When Guy Bresler, Associate Professor of Electrical Engineering and Computer Science at MIT and a member of LIDS, travels to attend conferences, he often spends extra time in the area checking out the local rock climbing. He likes to pick routes that are just on the edge of possible for his strength and abilities, where there's uncertainty as to whether he can succeed.
In his first few attempts of a hard climb, the individual moves can feel impossible, and linking them together less probable still. Nevertheless, he keeps at it until he can (with luck) string together a sequence of moves that brings him to the top. One tough climb took him twenty tries, over ten separate occasions.
Guy’s attitude towards research is similar. He likes to tackle big questions for which the path to a solution is entirely unclear, with the only way forward being open-minded exploration.
"I like working on problems where the current situation is that we’re totally in the dark, it’s not even clear how to think about these questions, what the right tools are, or what the right way to start is," Guy says. “The risk is high, but personally, I find this style of research the most rewarding.”

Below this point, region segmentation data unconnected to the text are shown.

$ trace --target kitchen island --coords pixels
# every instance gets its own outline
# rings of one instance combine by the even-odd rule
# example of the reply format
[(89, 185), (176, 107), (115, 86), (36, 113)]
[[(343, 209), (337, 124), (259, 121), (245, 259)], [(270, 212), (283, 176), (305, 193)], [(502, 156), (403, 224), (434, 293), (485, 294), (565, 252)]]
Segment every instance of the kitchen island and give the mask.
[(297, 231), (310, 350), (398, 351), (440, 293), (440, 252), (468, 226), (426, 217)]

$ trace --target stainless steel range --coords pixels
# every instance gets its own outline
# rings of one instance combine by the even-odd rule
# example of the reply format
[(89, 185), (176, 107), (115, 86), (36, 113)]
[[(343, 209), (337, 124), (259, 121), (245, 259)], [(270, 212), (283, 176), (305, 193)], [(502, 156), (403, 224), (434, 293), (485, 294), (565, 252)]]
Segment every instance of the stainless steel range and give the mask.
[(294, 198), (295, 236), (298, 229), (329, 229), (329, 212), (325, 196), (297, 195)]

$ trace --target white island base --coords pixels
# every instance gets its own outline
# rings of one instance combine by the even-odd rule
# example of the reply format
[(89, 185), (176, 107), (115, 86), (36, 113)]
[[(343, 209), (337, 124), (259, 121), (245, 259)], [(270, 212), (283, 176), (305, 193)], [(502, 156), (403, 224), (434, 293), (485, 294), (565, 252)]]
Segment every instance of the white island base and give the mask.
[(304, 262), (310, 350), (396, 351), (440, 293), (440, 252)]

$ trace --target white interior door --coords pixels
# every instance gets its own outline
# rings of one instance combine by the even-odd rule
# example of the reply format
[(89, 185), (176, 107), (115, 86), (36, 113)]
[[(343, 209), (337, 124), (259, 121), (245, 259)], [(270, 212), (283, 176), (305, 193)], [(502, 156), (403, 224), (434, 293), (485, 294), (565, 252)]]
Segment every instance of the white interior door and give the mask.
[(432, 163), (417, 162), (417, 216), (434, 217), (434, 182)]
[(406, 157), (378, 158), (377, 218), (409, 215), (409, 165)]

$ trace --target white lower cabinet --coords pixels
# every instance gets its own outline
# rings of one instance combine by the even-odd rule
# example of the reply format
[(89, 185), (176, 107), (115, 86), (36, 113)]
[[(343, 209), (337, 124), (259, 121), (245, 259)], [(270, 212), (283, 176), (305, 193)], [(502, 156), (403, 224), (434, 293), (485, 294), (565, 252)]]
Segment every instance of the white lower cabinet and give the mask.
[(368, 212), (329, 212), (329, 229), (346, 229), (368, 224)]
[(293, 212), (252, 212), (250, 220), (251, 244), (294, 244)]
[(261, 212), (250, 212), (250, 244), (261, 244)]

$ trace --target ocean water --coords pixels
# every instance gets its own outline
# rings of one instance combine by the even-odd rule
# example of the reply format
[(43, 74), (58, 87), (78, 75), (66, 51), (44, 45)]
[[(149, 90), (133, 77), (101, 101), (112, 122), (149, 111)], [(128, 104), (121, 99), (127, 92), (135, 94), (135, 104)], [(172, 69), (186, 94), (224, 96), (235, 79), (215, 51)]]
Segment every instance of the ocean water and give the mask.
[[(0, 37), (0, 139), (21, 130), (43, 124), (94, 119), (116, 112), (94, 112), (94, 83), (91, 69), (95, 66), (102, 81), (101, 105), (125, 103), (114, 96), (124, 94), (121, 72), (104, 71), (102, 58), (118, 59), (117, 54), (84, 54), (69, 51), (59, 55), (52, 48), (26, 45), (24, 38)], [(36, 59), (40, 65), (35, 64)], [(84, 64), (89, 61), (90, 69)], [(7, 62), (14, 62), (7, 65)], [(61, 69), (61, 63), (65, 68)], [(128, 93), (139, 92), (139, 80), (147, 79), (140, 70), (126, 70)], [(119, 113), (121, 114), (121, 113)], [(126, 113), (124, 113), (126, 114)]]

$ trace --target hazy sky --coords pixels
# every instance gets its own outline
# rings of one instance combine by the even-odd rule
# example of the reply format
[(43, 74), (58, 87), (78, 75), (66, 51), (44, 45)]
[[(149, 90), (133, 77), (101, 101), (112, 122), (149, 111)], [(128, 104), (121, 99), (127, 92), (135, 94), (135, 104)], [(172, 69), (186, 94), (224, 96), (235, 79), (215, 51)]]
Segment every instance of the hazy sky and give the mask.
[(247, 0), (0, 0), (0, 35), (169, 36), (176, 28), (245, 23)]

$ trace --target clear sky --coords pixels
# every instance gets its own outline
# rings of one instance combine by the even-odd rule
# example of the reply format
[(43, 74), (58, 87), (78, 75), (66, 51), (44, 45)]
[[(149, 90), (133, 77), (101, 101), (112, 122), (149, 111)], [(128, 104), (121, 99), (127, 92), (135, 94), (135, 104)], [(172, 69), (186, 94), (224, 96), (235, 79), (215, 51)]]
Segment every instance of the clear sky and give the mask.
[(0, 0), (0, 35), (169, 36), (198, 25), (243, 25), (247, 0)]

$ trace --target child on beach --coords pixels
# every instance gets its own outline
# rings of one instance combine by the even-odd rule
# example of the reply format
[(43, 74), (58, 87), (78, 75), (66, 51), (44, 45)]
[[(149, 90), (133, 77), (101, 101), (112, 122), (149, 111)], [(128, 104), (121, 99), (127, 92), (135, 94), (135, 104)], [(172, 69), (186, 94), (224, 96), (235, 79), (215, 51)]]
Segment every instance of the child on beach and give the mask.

One of the big questions that Guy wants to tackle is that of statistical-computational tradeoffs in statistical inference problems: what causes them to occur and how can we find the tipping points or phase transitions?
To understand his research, it helps to start with the basic question in mathematical statistics — how much data is needed to solve a problem? The minimum amount of data required to solve a problem is often called its statistical or information theoretic limit. Many problems for which this minimum amount of data has been determined are not actually practically solvable with this amount of data, because the computational cost is too high. There is no computationally efficient algorithm that will work on them, so it might take a computer years to find the solution.
However, for many of these problems, if one gathered some further amount data, the very nature of the problem would shift and the computational cost to solve it would go down. This higher data threshold, sometimes referred to as the computational limit, is in laymen’s terms the amount of data needed to make the problem solvable on your laptop. Types of problems that have a mismatch between their statistically and computationally optimal data requirements are referred to as having a statistical-computational gap, and they include some of the most basic and universal statistical procedures, such as low rank matrix estimation, sparse phase retrieval, and robust sparse linear regression.
Finding such problems’ computational limits would provide valuable information to data scientists. If a scientist knows that collecting twice as much data will make solving a problem exponentially easier computationally, this would be crucial information that at a minimum might yield huge savings in cost and energy usage.
Guy hopes to find computational limits for as many problems as possible, but at a more basic level he wants to understand what changes about the nature of these problems as they cross the computational limit to make them solvable by efficient algorithms. The shift is not simply a matter of scale, in which having more data speeds up the runtime for finding a solution using the same approach. Instead, the structural properties of a problem changes, enabling the use of completely different approaches — often quite simple ones — to solve it.
Even more than understanding individual problems, Guy is interested in finding new connections between seemingly different ones. Are there commonalities across problems that explain the qualitative shift they undergo at the computational limit? If there are commonalities, could discovering them allow researchers to more efficiently determine the computational limits and best algorithmic approaches for new problems?
To answer these questions, Guy wants to create a comprehensive average-case complexity theory for statistical inference problems. This will categorize statistical problems based on whether they are efficiently solvable or not, similar to the classical P versus NP theory for combinatorial problems. The challenge in relating statistical problems is that their inputs are data described by probability distributions, so connecting them requires also precisely relating these distributions, a delicate task. Demonstrating equivalence between complex problems is difficult, but it has the potential for huge payoff: it will allow researchers to extend knowledge about one problem’s statistical and computational limits to others, and transfer tools and approaches from better-understood problems to less-understood ones.
Building a comprehensive theory of this scale is a huge undertaking, and as such requires collaboration. Guy’s closest collaborator on this project had been his graduate student Matthew Brennan, but Matt passed away in early 2021. Guy still grapples with his loss as a friend, rising star in the field, and partner in the work, and for a while he had to set the project aside. However, in recent months he has turned his attention to it again. In the Fall of 2021 he lead a program, “Computational Complexity of Statistical Inference,” at the Simons Institute at the University of California Berkeley. The program hosted researchers from a variety of adjacent fields to work on the topic.
“We learn the most and have the most fun when we work as a team,” Guy says, explaining one of the keys pieces of his approach: Whether in climbing or in research, when you take on a challenge that tests your limits, the best way to succeed is to tackle it together.